I wrote the following code to pass a prompt and code to DeepSeek-Coder to check if the features in spec.md are implemented.
import os
import subprocess
import re
# ===== CONFIG =====
LLAMA_CLI_PATH = "./llama.cpp/build/bin/llama-cli"
MODEL_PATH = "./llama.cpp/models/deepseek-coder-6.7b-instruct.Q4_K_M.gguf"
SPEC_PATH = "spec.md"
CODE_DIR = "code"
REPORT_PATH = "report.md"
DEBUG_LOG_PATH = "debug.log"
MAX_TOKENS = 2048
MAX_CODE_CHARS = 4000
# ==================
def parse_spec_with_bullets(path):
with open(path, encoding="utf-8") as f:
lines = f.readlines()
specs = []
current_title = ""
current_body = []
for line in lines:
if line.startswith("## "):
if current_title:
specs.append((current_title, "\n".join(current_body).strip()))
current_title = line.strip().replace("## ", "")
current_body = []
elif line.startswith("* "):
current_body.append(line.strip("* ").strip())
if current_title:
specs.append((current_title, "\n".join(current_body).strip()))
return specs
def load_code_files():
code_map = {}
if os.path.exists(CODE_DIR):
for fname in os.listdir(CODE_DIR):
if fname.endswith((".py", ".ts", ".js", ".sol", ".rs")):
path = os.path.join(CODE_DIR, fname)
with open(path, "r", encoding="utf-8") as f:
code_map[fname] = f.read()[:MAX_CODE_CHARS]
return code_map
def run_llama(prompt):
with open(DEBUG_LOG_PATH, "a", encoding="utf-8") as dbg:
dbg.write("\n\n========== PROMPT ==========\n")
dbg.write(prompt + "\n")
result = subprocess.run([
LLAMA_CLI_PATH,
"-m", MODEL_PATH,
"-p", prompt,
"-n", str(MAX_TOKENS)
], stdout=subprocess.PIPE, text=True)
with open(DEBUG_LOG_PATH, "a", encoding="utf-8") as dbg:
dbg.write("\n\n========== RESPONSE ==========\n")

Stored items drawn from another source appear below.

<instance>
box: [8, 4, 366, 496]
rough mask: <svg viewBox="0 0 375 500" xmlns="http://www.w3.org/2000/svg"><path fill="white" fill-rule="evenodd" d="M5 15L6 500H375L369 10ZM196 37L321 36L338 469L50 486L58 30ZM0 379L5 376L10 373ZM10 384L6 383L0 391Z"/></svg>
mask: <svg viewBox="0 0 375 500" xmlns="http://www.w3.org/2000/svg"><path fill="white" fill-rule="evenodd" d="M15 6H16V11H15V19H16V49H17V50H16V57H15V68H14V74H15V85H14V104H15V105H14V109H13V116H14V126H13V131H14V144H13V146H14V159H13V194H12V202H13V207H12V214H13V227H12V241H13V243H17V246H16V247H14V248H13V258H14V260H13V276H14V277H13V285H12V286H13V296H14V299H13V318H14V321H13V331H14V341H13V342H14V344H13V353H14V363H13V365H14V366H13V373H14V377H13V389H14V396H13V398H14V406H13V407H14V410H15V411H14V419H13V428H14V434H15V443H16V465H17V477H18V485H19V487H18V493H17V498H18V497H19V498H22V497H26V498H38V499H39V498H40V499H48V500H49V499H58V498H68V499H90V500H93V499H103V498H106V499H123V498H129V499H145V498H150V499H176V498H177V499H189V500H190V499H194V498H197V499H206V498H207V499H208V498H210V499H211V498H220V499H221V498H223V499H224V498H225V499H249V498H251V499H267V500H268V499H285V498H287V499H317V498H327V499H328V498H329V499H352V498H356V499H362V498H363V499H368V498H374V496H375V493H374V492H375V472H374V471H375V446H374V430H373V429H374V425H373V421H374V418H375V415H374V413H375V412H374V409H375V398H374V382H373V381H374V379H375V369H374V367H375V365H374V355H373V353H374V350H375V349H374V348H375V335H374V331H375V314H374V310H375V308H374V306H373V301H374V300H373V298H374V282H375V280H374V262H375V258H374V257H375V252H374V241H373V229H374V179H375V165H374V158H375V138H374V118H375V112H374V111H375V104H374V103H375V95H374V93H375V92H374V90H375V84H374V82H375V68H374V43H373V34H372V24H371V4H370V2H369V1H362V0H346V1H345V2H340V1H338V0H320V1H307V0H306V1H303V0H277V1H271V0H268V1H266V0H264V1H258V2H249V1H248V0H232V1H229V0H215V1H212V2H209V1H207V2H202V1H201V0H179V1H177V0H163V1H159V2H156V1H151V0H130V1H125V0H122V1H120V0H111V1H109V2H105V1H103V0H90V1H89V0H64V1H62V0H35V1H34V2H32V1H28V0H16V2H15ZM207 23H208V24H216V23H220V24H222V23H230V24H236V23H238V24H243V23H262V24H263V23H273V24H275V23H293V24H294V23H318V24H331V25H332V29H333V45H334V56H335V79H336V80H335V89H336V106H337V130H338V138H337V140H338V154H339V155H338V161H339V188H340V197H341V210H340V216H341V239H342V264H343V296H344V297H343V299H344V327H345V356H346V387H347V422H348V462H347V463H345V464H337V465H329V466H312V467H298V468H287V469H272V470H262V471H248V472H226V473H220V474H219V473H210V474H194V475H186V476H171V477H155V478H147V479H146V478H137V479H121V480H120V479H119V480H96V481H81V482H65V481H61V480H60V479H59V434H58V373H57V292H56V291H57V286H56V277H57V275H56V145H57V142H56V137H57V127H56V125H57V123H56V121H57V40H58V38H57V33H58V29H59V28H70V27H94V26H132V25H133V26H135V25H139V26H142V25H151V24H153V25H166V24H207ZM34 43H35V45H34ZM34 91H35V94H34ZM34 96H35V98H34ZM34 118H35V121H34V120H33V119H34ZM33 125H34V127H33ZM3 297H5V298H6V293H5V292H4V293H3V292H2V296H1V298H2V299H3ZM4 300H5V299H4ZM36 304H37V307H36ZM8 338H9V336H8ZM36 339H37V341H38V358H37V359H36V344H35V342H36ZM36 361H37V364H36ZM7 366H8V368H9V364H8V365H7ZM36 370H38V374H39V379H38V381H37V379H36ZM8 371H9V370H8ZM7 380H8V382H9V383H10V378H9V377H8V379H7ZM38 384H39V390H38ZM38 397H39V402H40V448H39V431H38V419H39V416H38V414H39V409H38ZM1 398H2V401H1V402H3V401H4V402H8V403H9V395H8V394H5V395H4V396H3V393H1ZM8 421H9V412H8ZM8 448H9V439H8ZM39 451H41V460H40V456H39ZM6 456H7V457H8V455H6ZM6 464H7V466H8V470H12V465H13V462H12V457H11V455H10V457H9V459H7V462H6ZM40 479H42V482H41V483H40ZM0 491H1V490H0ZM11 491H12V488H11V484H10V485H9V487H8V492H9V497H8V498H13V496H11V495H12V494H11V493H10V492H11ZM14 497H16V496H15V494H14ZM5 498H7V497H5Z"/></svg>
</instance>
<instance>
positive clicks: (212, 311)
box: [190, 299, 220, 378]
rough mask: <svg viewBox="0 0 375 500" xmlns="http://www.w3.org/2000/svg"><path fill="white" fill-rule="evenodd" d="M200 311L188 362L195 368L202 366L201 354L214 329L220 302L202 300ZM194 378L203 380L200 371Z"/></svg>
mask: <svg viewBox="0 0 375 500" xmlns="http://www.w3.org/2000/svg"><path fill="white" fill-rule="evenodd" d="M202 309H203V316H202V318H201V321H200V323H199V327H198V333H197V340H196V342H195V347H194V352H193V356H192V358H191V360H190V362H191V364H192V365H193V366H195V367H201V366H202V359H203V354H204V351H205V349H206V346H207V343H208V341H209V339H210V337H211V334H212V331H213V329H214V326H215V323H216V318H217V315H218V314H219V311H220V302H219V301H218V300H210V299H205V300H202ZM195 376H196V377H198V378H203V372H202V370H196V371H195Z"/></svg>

dbg.write(result.stdout + "\n")
return result.stdout.strip()
def evaluate(specs, code_map):
matched = 0
with open(REPORT_PATH, "w", encoding="utf-8") as rep:
rep.write("# AstarWatch Progress Report (Simplified)\n\n")

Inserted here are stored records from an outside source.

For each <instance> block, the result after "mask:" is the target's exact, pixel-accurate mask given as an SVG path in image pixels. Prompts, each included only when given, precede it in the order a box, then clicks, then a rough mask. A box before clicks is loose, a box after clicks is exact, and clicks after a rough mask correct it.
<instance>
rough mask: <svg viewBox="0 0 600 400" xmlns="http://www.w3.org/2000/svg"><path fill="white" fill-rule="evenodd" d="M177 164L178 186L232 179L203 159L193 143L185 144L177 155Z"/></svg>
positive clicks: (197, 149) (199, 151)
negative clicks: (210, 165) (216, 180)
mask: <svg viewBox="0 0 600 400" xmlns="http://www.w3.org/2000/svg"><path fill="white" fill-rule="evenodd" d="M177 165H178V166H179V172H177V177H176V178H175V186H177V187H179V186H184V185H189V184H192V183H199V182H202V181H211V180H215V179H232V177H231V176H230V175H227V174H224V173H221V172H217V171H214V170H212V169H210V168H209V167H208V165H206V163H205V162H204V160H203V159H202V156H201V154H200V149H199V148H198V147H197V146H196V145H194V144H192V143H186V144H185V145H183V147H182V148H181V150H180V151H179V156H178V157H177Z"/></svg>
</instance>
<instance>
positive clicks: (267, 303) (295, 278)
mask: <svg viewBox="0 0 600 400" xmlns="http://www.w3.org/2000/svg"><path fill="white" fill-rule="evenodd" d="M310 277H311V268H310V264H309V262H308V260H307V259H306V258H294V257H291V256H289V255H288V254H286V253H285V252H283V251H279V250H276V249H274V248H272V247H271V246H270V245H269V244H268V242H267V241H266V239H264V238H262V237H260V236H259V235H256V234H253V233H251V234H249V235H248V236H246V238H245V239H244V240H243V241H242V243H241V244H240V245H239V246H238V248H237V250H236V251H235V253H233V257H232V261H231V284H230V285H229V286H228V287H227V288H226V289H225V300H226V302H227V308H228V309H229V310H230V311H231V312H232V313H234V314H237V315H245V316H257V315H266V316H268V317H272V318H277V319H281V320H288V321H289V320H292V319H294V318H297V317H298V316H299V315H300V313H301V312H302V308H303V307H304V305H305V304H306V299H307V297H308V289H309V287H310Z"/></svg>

for title, detail in specs:
found = False
for fname, code in code_map.items():
prompt = f"""[QUESTION]
Does the code below implement the specification?
[FORMAT]
Answer only on the first line using: 'Answer: Yes' or 'Answer: No'.
[Specification Title]
{title}
[Details]
{detail}
[Code]
{code}
"""
answer = run_llama(prompt)
first_line = next(
(line.strip() for line in answer.splitlines() if line.strip().lower().startswith("answer:")),
"No Answer"
)
if re.match(r"(?i)^Answer:\s*Yes\b", first_line):
matched += 1
rep.write(f"- ✅ {title} → `{fname}`\n")
found = True
break
if not found:
rep.write(f"- ❌ {title}\n")
total = len(specs)
rep.write(f"\n## ✅ Progress Score: {matched}/{total} ({(matched / total) * 100:.1f}%)\n")
def main():
if os.path.exists(DEBUG_LOG_PATH):
os.remove(DEBUG_LOG_PATH)
if os.path.exists(REPORT_PATH):
os.remove(REPORT_PATH)
specs = parse_spec_with_bullets(SPEC_PATH)
code_map = load_code_files()
evaluate(specs, code_map)
if __name__ == "__main__":
main()
When I checked this code (check_progress.py) itself to see if it satisfied the functional requirements (spec.md), I got the following results.
# AstarWatch Progress Report (Simplified)
- ✅ Obtaining dApp Development Progress Status → `check_progress.py`
- ❌ Obtaining dApp User Acquisition Status
- ❌ Obtaining dApp Marketing Metrics
## ✅ Progress Score: 1/3 (33.3%)
Therefore, I believe we have been able to confirm that it works as a minimal PoC.
Issues
- This PoC took 43 minutes to execute, so there are various things to consider when thinking about incorporating it into Astar Portal, but I don’t think it’s a big problem since it’s not a function that requires immediacy.
- Currently, only one program is supported. Unless there is a mechanism to divide it into functions or classes, input it to the AI, and integrate the results, the original purpose cannot be achieved. In addition, doing so will increase the processing time even more.
- In order for this PoC to work properly, the project needs to have spec.md written with a minimum level of granularity, but I am a little worried whether this requirement will be accepted.